Euro area banks must be freed from national capitals
Most of Europe has been engulfed by a systemic banking crisis for more than four years, even as policymakers and bankers themselves have strived to deny it. Even worse, the continuing banking system’s fragility is increasingly intertwined with the euro area’s sovereign debt crisis, as illustrated by successive patterns of contagion, from sovereigns to banks or conversely, from Greece to Ireland, Portugal, Spain, and more recently to Italy and France.
It is now plain that the crisis will not be resolved by a muddling-through approach that would allow a return to the status quo ante. If the euro is to survive, euro area citizens will have to accept pooling economic policy decision-making in unprecedented forms, a redefinition of the political pact that underlies European integration, and significant treaty changes.
An intense policy debate focuses on the options for euro area fiscal federalism, expansion of the role of the European Financial Stabilisation Facility (EFSF), eurobonds, or what European Central Bank President Jean-Claude Trichet, in a landmark speech in Aachen in June, called a ministry of finance for the European Union. But the banking side of the crisis also calls for far-reaching innovation. For it to be resolved, Europeans must define a model of banking federalism that would complement the existing monetary federalism and the objective of fiscal federalism. All are needed as components of European financial and economic policy.
The strong and multifaceted links that remain between national banking systems and member states are at the core of the contagion dynamics. These linkages also prevent the emergence of a true single European market for banking services. Economic and monetary union requires that these links be severed and replaced by a credible supranational framework for banking policy, building on the recently created European Banking Authority (EBA) and on the financial resources of the EFSF (or whatever replaces it). Some member states have already gone a long way toward decoupling themselves from their banking systems: Central and Eastern European countries have sold most of their banks to foreign groups, and such “older” member states as Belgium and Finland are moving along a similar path. But most large Western European countries remain largely closed to foreign-bank entry and protective of their domestic financial institutions, often in apparent denial of the moral hazard this protection creates.
The current rapid deterioration in the euro area calls for a radical approach to bank/state decoupling. For Europe’s ailing banking sector, a major shakeout and consolidation wave looms anyway. This must be anticipated with the right instruments and institutions. Any banking policy framework should include components of regulation, supervision, resolution, deposit insurance, and competition policy. For the crisis to be resolved, all must be credible at the European level.
First, the EBA should be granted supervisory and resolution authority on all credit institutions, part of which it could in turn delegate to national supervisors with regard to banks with a local scope and the local operations of pan-European banks.
Second, the EBA’s own governance should be gradually reformed, in parallel with institutional change in the EU, to better align its decision-making with the European public interest.

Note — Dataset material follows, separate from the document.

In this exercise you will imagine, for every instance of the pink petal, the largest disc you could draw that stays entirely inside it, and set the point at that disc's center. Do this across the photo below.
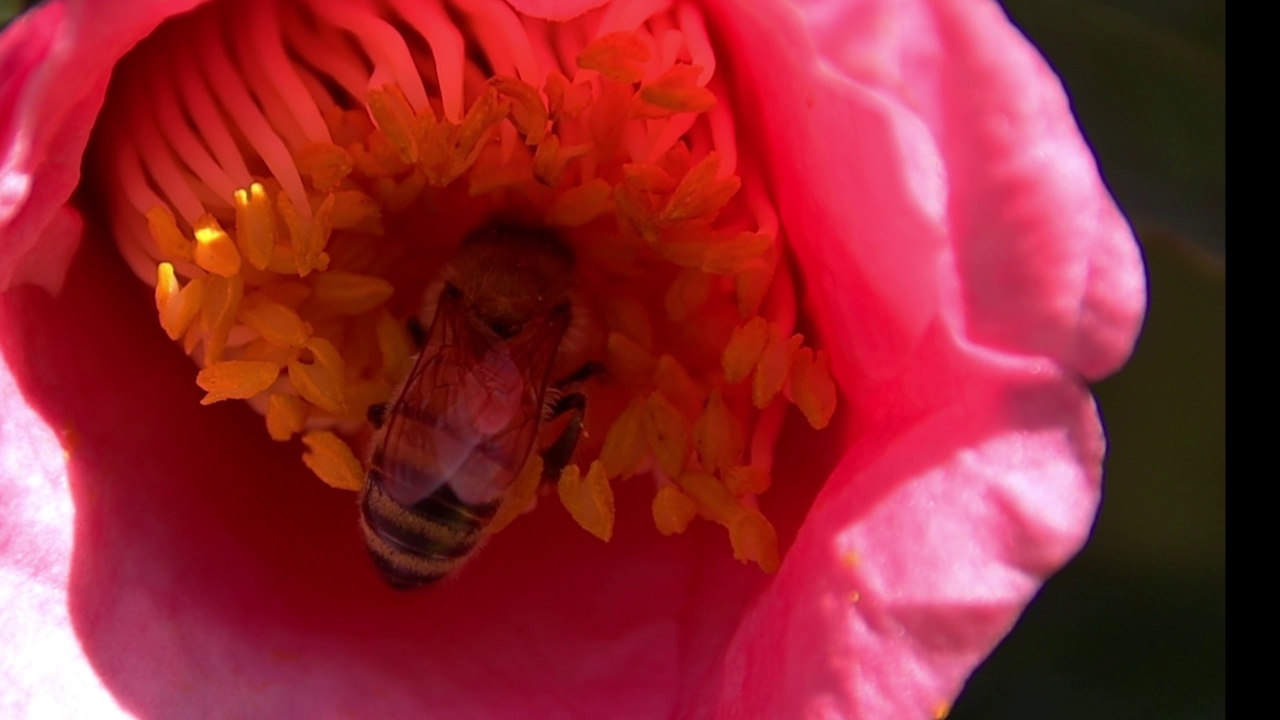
(554, 9)
(56, 62)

Third, the EFSF should explicitly guarantee the euro zone’s national deposit insurance schemes, in order to prevent sovereign crises from triggering catastrophic retail bank runs. Fourth, member states should agree to dismantle all mechanisms that prevent cross-border mergers, so that regional consolidation can proceed. Among other consequences, these measures would put an end to the “financial repression” strategies by which member states persuade local banks to overinvest in their sovereign debt, with now-obvious negative impact as their own sovereign credit deteriorates.
In parallel with these structural changes, euro zone countries should pass emergency legislation to create a temporary instrument to help crisis resolution, following the successful examples of the US in 1989 and Sweden in 1993. This “European resolution trust corporation” (or Banking Treuhand, to borrow from the German) should, in close liaison with the EBA, take over those banks that cannot meet their capital needs through market mechanisms, restructure their operations, and resell the resulting entities as soon as market conditions allow.
Admittedly, this program would involve huge challenges. One would be the growing tension between the euro zone and EU perimeters, underlined by recent controversies over the Vickers Commission’s recommendations and the ECB’s approach to clearing houses. More broadly, the political obstacles are massive. Calls for a European resolution fund or “euro-TARP” tend to downplay the need for a comprehensive underpinning of the entire institutional edifice of European banking policy.
These measures would not be sufficient to solve the current crisis. But they are necessary. Public awareness of the requirements of European banking federalism is still largely missing. The clamor by special interests tends to obscure this debate even more than on fiscal federalism. In the meantime, Europe is fast running out of alternative options.